There are over 500 schools that take the Common Application as well as hundreds of other schools to consider. Many applicants start off with a wish list of about 30 schools, but it is neither advisable nor necessary to apply to more than about a dozen colleges and universities, assuming that you have selected a range that are reaches, reasonable or likely to be safe choices. Don’t apply to schools that are so far out of your reach that you are wasting your time, but don’t sell yourself short, either. Just make sure that you are being realistic. Also, it is a good idea to consult with your parents: Will they allow you to travel all the way across the country? Do they object to any of your choices? Make sure that if you get in, there are no obstacles to going to any of these schools.
Once you have your list, the questions turn to the various decision plans. If you have a dream school and you know that you would go there if accepted, then you may consider applying early. That can be done through Early Decision, Early Action, or completing an application for a Rolling Decision school as early as September. If you are not sure, then you may want to apply Regular Decision.

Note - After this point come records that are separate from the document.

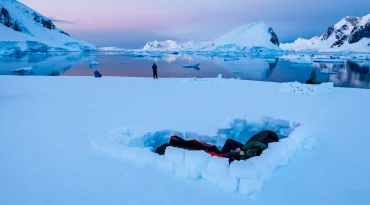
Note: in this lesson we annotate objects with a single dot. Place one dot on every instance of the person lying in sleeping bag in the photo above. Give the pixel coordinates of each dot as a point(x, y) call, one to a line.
point(232, 149)
point(253, 147)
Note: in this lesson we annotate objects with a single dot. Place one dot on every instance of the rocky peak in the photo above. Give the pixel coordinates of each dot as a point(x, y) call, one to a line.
point(7, 20)
point(361, 30)
point(274, 39)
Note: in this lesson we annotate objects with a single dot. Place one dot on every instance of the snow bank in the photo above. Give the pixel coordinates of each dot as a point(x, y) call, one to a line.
point(94, 62)
point(191, 66)
point(111, 49)
point(245, 177)
point(327, 71)
point(299, 88)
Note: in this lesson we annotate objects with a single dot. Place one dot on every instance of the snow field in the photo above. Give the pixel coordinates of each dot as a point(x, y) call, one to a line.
point(245, 177)
point(305, 89)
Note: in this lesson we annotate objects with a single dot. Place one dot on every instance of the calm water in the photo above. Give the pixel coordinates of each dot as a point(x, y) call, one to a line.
point(348, 74)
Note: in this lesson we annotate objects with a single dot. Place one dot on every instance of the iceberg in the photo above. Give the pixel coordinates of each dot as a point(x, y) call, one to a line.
point(24, 70)
point(191, 66)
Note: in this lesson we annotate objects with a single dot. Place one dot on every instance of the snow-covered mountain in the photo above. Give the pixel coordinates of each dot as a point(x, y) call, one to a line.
point(23, 29)
point(350, 33)
point(173, 45)
point(253, 35)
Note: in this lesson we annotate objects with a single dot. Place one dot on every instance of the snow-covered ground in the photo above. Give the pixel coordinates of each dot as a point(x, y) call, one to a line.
point(48, 124)
point(349, 34)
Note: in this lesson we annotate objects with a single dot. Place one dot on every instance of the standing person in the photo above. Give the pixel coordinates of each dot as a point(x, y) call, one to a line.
point(155, 74)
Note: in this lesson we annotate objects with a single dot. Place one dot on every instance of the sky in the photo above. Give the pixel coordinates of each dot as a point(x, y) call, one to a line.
point(132, 23)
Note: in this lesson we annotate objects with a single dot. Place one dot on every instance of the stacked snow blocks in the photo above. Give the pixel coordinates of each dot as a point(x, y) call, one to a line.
point(245, 177)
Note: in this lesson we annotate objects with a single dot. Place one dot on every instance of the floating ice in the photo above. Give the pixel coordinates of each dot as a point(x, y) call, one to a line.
point(191, 66)
point(327, 71)
point(94, 62)
point(28, 69)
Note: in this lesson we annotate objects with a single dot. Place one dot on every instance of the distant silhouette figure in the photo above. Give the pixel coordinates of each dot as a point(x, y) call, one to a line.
point(155, 74)
point(97, 74)
point(312, 79)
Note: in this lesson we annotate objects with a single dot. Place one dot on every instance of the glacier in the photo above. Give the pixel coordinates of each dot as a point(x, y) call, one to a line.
point(24, 30)
point(350, 34)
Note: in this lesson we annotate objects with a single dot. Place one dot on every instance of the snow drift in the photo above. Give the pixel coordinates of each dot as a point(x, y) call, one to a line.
point(245, 177)
point(25, 30)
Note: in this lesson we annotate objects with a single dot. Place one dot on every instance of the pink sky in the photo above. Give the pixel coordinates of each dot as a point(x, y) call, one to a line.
point(121, 22)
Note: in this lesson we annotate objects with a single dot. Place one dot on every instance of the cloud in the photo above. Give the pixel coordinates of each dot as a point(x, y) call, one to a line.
point(61, 21)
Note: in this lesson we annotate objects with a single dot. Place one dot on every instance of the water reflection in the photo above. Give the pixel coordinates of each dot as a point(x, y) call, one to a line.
point(351, 74)
point(42, 64)
point(348, 73)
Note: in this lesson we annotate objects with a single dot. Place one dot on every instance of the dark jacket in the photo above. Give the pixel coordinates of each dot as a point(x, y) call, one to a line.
point(257, 143)
point(312, 79)
point(97, 74)
point(154, 67)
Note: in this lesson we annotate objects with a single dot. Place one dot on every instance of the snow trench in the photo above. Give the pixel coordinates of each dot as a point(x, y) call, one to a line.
point(245, 177)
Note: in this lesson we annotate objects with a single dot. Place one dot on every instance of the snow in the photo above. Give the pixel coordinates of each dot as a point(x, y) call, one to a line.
point(195, 164)
point(173, 46)
point(111, 49)
point(319, 44)
point(364, 20)
point(196, 65)
point(245, 37)
point(94, 62)
point(56, 147)
point(327, 71)
point(35, 37)
point(24, 69)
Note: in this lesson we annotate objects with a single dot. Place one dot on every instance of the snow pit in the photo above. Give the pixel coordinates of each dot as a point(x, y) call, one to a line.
point(306, 89)
point(244, 177)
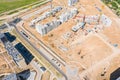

There has been a trend among schools to accept a significant percentage of their applicants early. Some of the schools will consider your early application and decide that they want to see how you do in high school during the first semester. They will then defer their decision about you until March or April. Other schools will either accept or reject you as early as December. No matter what early option you take, it is essential to prepare all of your applications, even for the regular decision schools, in a timely manner so that you can have everything ready to go in November or December. Some high schools expect that you will adhere to their timelines so that the guidance department and the teachers who are writing recommendations will have enough time to do their parts.
Here are the options:
Early Decision: If you have a dream school to which you have a reasonable chance of being accepted, you may apply Early Decision. The deadlines for early decision are generally in October or November, and you will hear from the school in early to mid-December. More and more schools are accepting students early for a variety of reasons, and that puts the pressure on applicants who feel that their chances of being accepted are better if they show a definite interest in attending only one school. If you are accepted Early Decision, you MUST accept the school (unless the financial aid package is inadequate). You may also apply to Early Action schools at the same time, and you may apply Regular Decision to other schools, but you must withdraw all other applications if you are accepted Early Decision. Sometimes there are two deadlines, approximately a month or two apart.
Early Action: If you apply Early Action, and you are accepted, the decision is binding to the school but not to you. You may still apply to other schools Early Action and Early Decision as well as Regular.
Single Choice Early Action is non-binding; applicants will find out whether they are accepted sometime before the holiday break, but you may not apply to any other school ED or EA. You can still apply Regular Decision to other schools even if you are admitted.
Restricted Early Action (REA on the CA4): A small number of schools have a plan with specific requirements that you must fulfill if you use this plan. Check with the individual schools.
Rolling Admissions: Schools that have rolling admissions view their applications on a first-come, first-served basis until they have filled their class. So if you apply in September, you will hear from the school some time in the fall, and you have the option of accepting of continuing to “shop.”
You may also see references to “Priority Admission.” Schools that offer applications on a rolling basis will post a priority date. Applications received by the priority date are reviewed first and given an admissions decision before other applicants. Also, some schools will then evaluate those candidates for earlier consideration for scholarships.
Regular: Applications are generally due between December 15 and March 15, most commonly January 1 (keeping in mind that high schools are closed for a winter break and will most likely require that you have all of your materials ready beforehand).
Keep in mind that your counselors and your teachers will be writing recommendations, and that they need time to do so at least a month before the deadline. Also, you will need to plan your SAT/ACT testing so that the scores will be sent to the schools in plenty of time.